Constructed of wood, invalid chairs were also available in India, although the more expensive and durable versions were constructed of brass or bronze and ran on brass casters.[10] Often imported from Europe, these invalid wheel-chairs were often resold by users, suggesting that they were both expensive and difficult to come by. As to cost, invalid beds were quite expensive and cost between twenty and fifty rupees; individual invalid chairs less so, particularly if they were secondhand—in which case, they could cost as little as four rupees. Aside from individual use, there is evidence to suggest that some institutions also bought and used such devices to provide mobility to the ‘lame and the decrepit’. During the twelfth anniversary celebrations of the ‘Refuge’, a poorhouse in Calcutta, disabled mendicants were brought to participate in the festivities on invalid chairs.[11] Wealthier South Asians who had mobility impairments could have used the palankeen, a covered bed of sorts, with a small rail all around.

 

[1] David Turner and Alun Whitney, ‘Technologies of the Body: Polite Consumption and the Correction of Deformity in Eighteenth-Century England’,

[2] Madras Mail, April 5, 1886, p.8

[3] The Overland Ceylon Observer, December 26th 1894., 1420.

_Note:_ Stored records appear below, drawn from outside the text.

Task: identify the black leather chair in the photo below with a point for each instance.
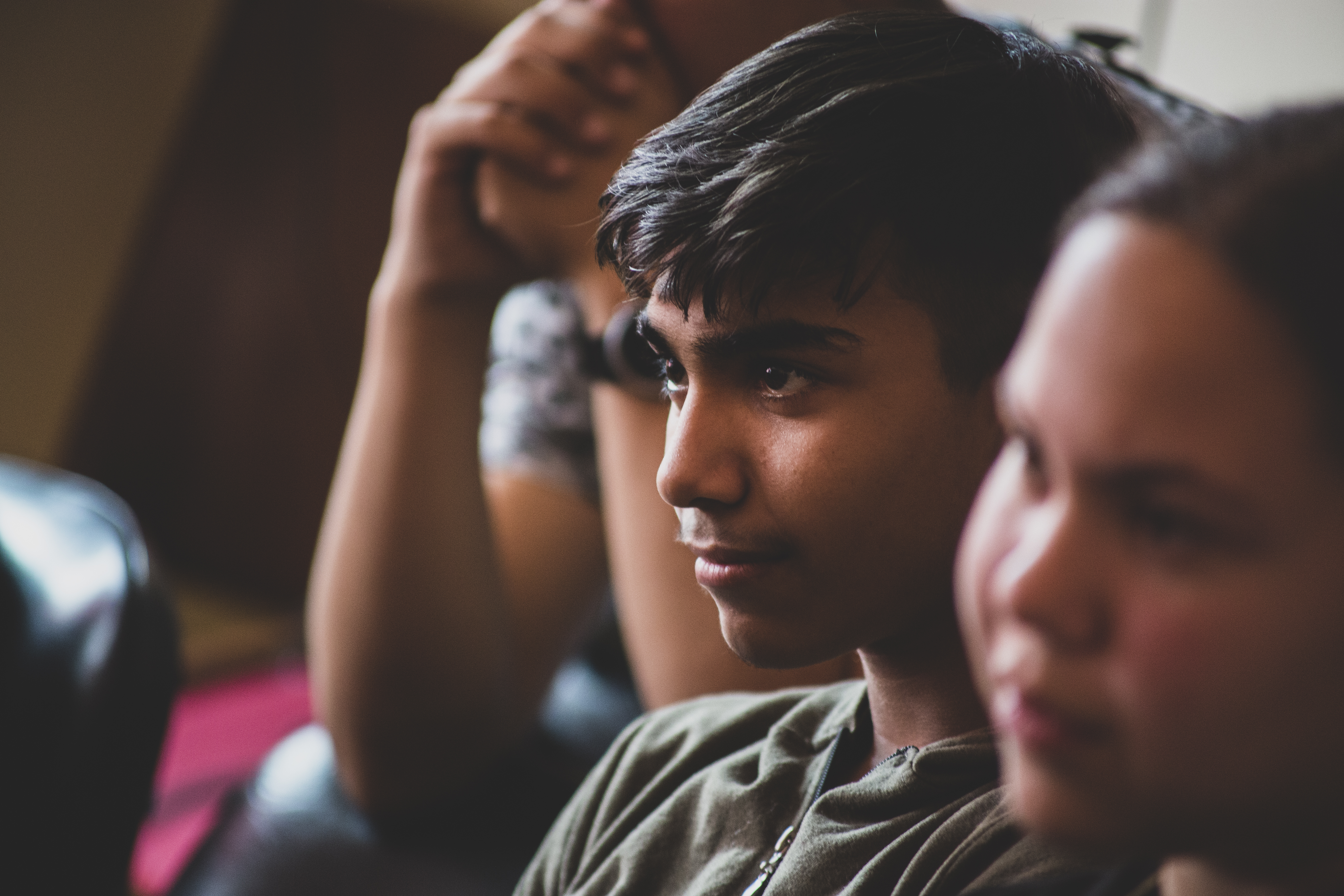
(294, 833)
(88, 672)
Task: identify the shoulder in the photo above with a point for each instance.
(736, 721)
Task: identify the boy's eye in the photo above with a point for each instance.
(781, 379)
(672, 374)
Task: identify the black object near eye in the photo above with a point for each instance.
(624, 358)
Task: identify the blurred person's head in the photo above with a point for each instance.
(839, 241)
(1152, 581)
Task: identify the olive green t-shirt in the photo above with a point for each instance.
(694, 800)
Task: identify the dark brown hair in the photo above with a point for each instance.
(959, 147)
(1267, 197)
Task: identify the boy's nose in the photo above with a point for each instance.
(703, 465)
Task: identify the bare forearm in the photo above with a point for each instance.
(405, 562)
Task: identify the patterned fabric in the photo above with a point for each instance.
(537, 416)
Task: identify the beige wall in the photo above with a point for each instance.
(92, 93)
(1237, 56)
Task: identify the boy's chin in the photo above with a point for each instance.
(768, 647)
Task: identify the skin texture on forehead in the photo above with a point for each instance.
(706, 38)
(1151, 584)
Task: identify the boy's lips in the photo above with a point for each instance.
(721, 567)
(1042, 726)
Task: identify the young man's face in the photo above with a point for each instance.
(820, 467)
(1152, 581)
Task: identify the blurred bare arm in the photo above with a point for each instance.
(440, 606)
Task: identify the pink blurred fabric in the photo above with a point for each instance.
(217, 737)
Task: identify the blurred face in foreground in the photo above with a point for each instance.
(1152, 581)
(822, 469)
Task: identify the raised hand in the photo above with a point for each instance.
(601, 92)
(547, 111)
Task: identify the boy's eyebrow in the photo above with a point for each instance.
(769, 336)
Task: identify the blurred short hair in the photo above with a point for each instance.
(1267, 198)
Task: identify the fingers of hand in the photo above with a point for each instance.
(547, 97)
(451, 136)
(601, 48)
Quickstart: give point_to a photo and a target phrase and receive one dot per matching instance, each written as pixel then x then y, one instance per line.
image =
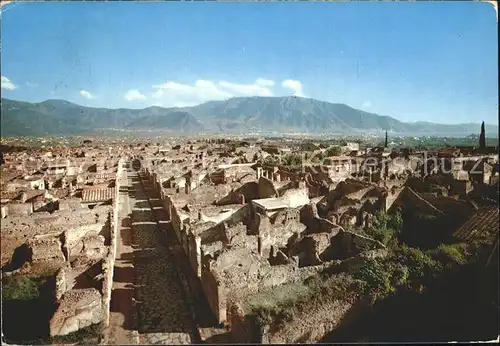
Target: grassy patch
pixel 90 334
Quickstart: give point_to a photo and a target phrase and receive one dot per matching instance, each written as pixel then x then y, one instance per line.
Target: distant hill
pixel 240 114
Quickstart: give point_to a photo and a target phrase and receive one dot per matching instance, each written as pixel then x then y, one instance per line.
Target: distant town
pixel 243 239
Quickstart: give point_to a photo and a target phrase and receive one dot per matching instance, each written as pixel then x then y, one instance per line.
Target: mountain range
pixel 236 115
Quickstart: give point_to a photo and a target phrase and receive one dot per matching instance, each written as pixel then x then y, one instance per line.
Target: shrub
pixel 90 334
pixel 21 287
pixel 333 151
pixel 376 278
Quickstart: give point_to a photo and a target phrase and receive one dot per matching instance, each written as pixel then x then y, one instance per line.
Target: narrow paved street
pixel 145 272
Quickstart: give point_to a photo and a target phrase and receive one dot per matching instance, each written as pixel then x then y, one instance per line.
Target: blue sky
pixel 414 61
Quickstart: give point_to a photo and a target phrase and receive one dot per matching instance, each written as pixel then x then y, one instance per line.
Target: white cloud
pixel 366 105
pixel 259 88
pixel 134 95
pixel 174 94
pixel 294 85
pixel 7 84
pixel 86 94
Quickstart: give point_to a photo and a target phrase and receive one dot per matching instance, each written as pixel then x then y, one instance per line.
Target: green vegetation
pixel 276 306
pixel 22 287
pixel 384 228
pixel 410 267
pixel 87 335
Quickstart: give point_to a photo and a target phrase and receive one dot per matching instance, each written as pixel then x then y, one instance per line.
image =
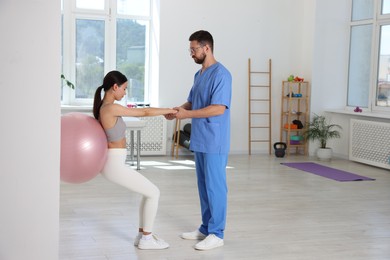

[4] The Leader, April 29, 1916, p.10.

[5] Kaiser-i-Hind, July 11, 1920, p.23.

[6] The Overland Ceylon Observer, December 26th 1894., 1420.

[7] The Pioneer, April 25, 1877, p.8.

[8] The Madras Mail, August 16, 1887, p.2.

[9] ‘R.N. Hayes’, in Alexander’s East India and Colonial Magazine, Conducted by a Society of Gentleman from India, Volume 10, London: R. Alexander, 1835, xxxvi.

[10] The Pioneer, October 9, 1876, p.10.

[11] Amrita Bazar Patrika, February 20, 1913, p. 9.